ECE Seminar
Closed-Loop Data Transcription via Rate Reduction
This event is free and open to the publicAdd to Google Calendar
In this talk we introduce a principled computational framework for learning a compact structured representation for real-world datasets. More specifically, we propose to learn a closed-loop transcription between the distribution of a high-dimensional multi-class dataset and an arrangement of multiple independent subspaces, known as a linear discriminative representation (LDR). We argue that the encoding and decoding mappings of the transcription naturally form a closed-loop sensing and control system. The optimality of the closed-loop transcription, in terms of parsimony and self-consistency, can be characterized in closed-form by an information-theoretic measure known as the rate reduction. The optimal encoder and decoder can be naturally sought through a two-player minimax game over this principled measure. To a large extent, this new framework unifies concepts and benefits of auto-encoding and GAN and generalizes them to the settings of learning a both discriminative and generative representation for multi-class visual data. This work opens many new mathematical problems regarding learning linearized representations for nonlinear submanifolds in high-dimensional spaces, as well as suggests potential computational mechanisms about how visual memory of multiple object classes could be formed jointly or incrementally through a purely internal closed-loop feedback process.
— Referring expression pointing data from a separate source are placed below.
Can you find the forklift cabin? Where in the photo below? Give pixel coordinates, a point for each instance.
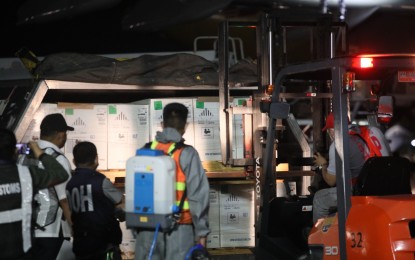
(282, 228)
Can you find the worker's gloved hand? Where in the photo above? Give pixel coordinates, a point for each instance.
(198, 252)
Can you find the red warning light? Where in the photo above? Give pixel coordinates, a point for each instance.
(366, 63)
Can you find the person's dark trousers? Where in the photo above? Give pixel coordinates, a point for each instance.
(47, 248)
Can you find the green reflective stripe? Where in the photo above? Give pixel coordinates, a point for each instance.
(185, 204)
(154, 144)
(180, 186)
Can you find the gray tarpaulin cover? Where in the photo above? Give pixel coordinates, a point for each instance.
(180, 69)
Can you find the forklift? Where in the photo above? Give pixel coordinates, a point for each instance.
(375, 220)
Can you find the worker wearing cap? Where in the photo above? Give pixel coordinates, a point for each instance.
(326, 199)
(49, 239)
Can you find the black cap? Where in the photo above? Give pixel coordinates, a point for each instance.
(55, 122)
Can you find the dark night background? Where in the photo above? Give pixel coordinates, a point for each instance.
(101, 28)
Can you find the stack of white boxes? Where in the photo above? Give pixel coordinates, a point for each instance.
(156, 107)
(206, 128)
(118, 130)
(91, 124)
(213, 239)
(128, 130)
(33, 131)
(237, 215)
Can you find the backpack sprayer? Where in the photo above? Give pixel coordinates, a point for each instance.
(150, 195)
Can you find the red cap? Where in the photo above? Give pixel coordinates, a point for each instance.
(329, 122)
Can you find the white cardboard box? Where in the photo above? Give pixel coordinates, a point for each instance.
(237, 215)
(128, 130)
(156, 107)
(33, 131)
(213, 239)
(238, 131)
(207, 132)
(90, 123)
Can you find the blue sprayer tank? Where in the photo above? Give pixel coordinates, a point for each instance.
(150, 193)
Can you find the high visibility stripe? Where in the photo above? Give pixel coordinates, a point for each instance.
(154, 144)
(171, 148)
(186, 217)
(11, 216)
(26, 207)
(180, 186)
(185, 204)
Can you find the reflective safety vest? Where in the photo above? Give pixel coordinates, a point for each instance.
(175, 150)
(46, 199)
(22, 214)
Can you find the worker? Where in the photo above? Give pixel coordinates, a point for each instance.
(191, 184)
(93, 199)
(326, 199)
(53, 223)
(18, 183)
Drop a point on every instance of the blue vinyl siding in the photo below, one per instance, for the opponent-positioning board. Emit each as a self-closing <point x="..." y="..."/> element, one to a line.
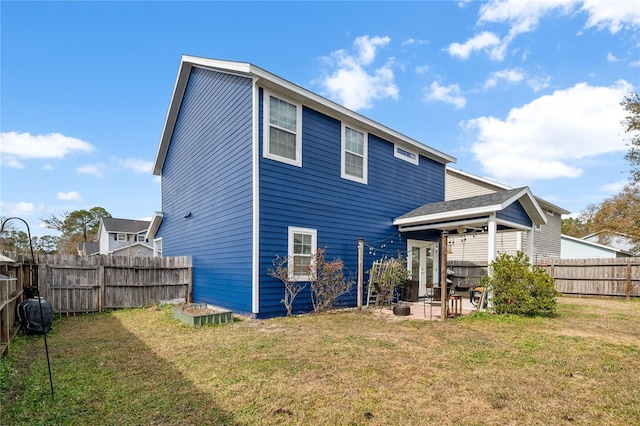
<point x="315" y="196"/>
<point x="515" y="213"/>
<point x="208" y="172"/>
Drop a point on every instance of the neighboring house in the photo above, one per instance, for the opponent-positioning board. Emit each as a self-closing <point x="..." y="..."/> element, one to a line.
<point x="255" y="167"/>
<point x="472" y="246"/>
<point x="576" y="248"/>
<point x="88" y="248"/>
<point x="124" y="237"/>
<point x="616" y="240"/>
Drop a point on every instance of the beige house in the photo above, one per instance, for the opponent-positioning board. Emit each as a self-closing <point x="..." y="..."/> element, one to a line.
<point x="473" y="244"/>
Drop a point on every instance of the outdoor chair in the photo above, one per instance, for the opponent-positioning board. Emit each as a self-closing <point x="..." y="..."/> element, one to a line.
<point x="429" y="299"/>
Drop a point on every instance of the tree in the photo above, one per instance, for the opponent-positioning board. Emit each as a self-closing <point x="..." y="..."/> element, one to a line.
<point x="77" y="226"/>
<point x="582" y="225"/>
<point x="631" y="123"/>
<point x="620" y="214"/>
<point x="47" y="244"/>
Brief Bio of the Speaker: Yi Ma is a Professor at the Department of Electrical Engineering and Computer Sciences at the University of California, Berkeley. His research interests include computer vision, high-dimensional data analysis, and intelligent systems. Yi received his Bachelor’s degrees in Automation and Applied Mathematics from Tsinghua University in 1995, two Masters degrees in EECS and Mathematics in 1997, and a PhD degree in EECS from UC Berkeley in 2000. He has been on the faculty of UIUC ECE from 2000 to 2011, the principal researcher and manager of the Visual Computing group of Microsoft Research Asia from 2009 to 2014, and the Executive Dean of the School of Information Science and Technology of ShanghaiTech University from 2014 to 2017. He then joined the faculty of UC Berkeley EECS in 2018. He has published about 60 journal papers, 120 conference papers, and three textbooks in computer vision, generalized principal component analysis, and high-dimensional data analysis. He received the NSF Career award in 2004 and the ONR Young Investigator award in 2005. He also received the David Marr prize in computer vision from ICCV 1999 and best paper awards from ECCV 2004 and ACCV 2009. He has served as the Program Chair for ICCV 2013 and the General Chair for ICCV 2015. He is a Fellow of IEEE, ACM, and SIAM.